What the model does not do, the Deep Mind researchers emphasized at a press conference, is predict how mutations change that structure, protein stability, or interaction with binding partners—a task recognized as a major challenge in the field. “The model predicts pathogenicity in the abstract,” says senior author Žiga Avsec. “But it doesn’t tell us the biophysical nature of what this mutation does.”
David Taylor, a structural biologist at the University of Texas at Austin, called the work “a game changer” in combining structures with protein language modeling and making the results available to all. The model doesn’t say why mutations might be harmful, but he says that biochemists might use it to help identify regions important to protein function for further study.

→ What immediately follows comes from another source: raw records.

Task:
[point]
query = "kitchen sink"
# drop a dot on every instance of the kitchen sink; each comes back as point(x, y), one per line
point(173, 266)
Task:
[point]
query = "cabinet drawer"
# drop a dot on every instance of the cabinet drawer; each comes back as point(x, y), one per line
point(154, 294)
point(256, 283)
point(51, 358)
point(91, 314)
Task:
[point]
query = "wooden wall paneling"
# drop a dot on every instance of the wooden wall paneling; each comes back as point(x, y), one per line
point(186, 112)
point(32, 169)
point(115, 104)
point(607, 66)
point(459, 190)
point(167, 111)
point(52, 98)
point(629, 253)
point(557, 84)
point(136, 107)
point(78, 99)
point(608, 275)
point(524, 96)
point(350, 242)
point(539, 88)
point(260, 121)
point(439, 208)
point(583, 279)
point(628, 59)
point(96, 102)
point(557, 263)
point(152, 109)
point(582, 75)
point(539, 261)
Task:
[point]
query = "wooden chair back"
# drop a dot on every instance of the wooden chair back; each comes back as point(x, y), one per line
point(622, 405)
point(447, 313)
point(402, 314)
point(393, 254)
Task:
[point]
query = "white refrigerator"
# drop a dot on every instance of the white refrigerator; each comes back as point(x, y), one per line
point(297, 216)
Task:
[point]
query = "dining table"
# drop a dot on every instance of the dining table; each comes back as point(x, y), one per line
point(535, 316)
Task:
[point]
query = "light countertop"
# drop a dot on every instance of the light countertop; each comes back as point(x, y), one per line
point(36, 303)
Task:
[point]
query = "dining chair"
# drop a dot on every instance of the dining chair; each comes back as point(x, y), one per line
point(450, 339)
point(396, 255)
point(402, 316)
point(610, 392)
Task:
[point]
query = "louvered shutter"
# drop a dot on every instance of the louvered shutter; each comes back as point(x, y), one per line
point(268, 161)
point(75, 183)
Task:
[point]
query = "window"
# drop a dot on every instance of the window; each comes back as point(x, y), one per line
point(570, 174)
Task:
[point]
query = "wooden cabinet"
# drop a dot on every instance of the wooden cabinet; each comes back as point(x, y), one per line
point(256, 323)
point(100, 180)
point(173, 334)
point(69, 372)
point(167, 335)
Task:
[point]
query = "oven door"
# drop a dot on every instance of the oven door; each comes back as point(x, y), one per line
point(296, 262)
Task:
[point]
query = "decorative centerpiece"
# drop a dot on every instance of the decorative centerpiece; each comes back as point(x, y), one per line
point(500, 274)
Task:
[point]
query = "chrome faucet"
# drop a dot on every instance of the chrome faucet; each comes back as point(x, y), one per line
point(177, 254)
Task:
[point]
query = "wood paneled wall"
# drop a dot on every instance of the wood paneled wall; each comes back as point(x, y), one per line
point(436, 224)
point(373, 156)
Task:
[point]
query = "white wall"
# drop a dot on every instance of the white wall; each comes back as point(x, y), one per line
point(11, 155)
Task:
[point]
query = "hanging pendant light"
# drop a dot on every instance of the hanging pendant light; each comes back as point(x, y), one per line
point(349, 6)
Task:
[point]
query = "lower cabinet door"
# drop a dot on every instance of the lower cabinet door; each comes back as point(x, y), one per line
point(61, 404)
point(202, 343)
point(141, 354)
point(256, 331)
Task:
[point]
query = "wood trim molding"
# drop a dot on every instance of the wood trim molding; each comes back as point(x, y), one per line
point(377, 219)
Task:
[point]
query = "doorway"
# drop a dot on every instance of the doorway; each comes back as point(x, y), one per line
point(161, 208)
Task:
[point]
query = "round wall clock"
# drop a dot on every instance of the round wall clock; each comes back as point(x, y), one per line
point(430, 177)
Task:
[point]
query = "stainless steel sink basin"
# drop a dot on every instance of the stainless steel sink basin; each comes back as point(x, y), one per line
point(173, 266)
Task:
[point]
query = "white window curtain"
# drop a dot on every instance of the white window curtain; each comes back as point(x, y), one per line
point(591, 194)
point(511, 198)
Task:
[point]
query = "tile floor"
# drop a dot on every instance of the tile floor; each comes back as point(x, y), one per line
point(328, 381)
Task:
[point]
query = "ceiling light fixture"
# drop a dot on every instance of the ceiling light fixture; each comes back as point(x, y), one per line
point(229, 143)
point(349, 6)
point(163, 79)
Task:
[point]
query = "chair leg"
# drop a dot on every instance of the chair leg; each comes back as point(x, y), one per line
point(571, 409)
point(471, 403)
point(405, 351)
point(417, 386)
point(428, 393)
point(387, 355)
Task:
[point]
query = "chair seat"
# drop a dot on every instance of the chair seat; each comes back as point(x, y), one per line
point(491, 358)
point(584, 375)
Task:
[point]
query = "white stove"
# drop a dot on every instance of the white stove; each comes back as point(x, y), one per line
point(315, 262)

According to geneticists working in variant prediction, however, this is just the latest in a fast-moving field. Researchers at Illumina and a number of universities published a similar algorithm called PrimateAI-3D in June (Science , 2023 DOI: 10.1126/science.abn8197). Like AlphaMissense, the Illumina model combines a protein language model with structure data. “I’m very surprised that AlphaMissense was published in Science after PrimateAI-3D,” says Vasilis Ntranos, senior author of yet a third recent algorithm, which classified variants based strictly on a protein language model (Nat. Genet. 2023, DOI: 10.1038/s41588-023-01465-0).
Experts also stress that it is difficult to assess these algorithms’ accuracy. According to Michael Sternberg, a bioinformaticcs expert at Imperial College London, benchmarking tests suggest that AlphaMissense and its competitors appear accurate enough for now to help researchers prioritize studies at the bench but not trustworthy enough to conclusively link a gene variant to a disease.
This story was updated on Sept. 28, 2023, to correct the name of a quoted Deep Mind researcher. His name is Žiga Avsec, not Ziga Avosec.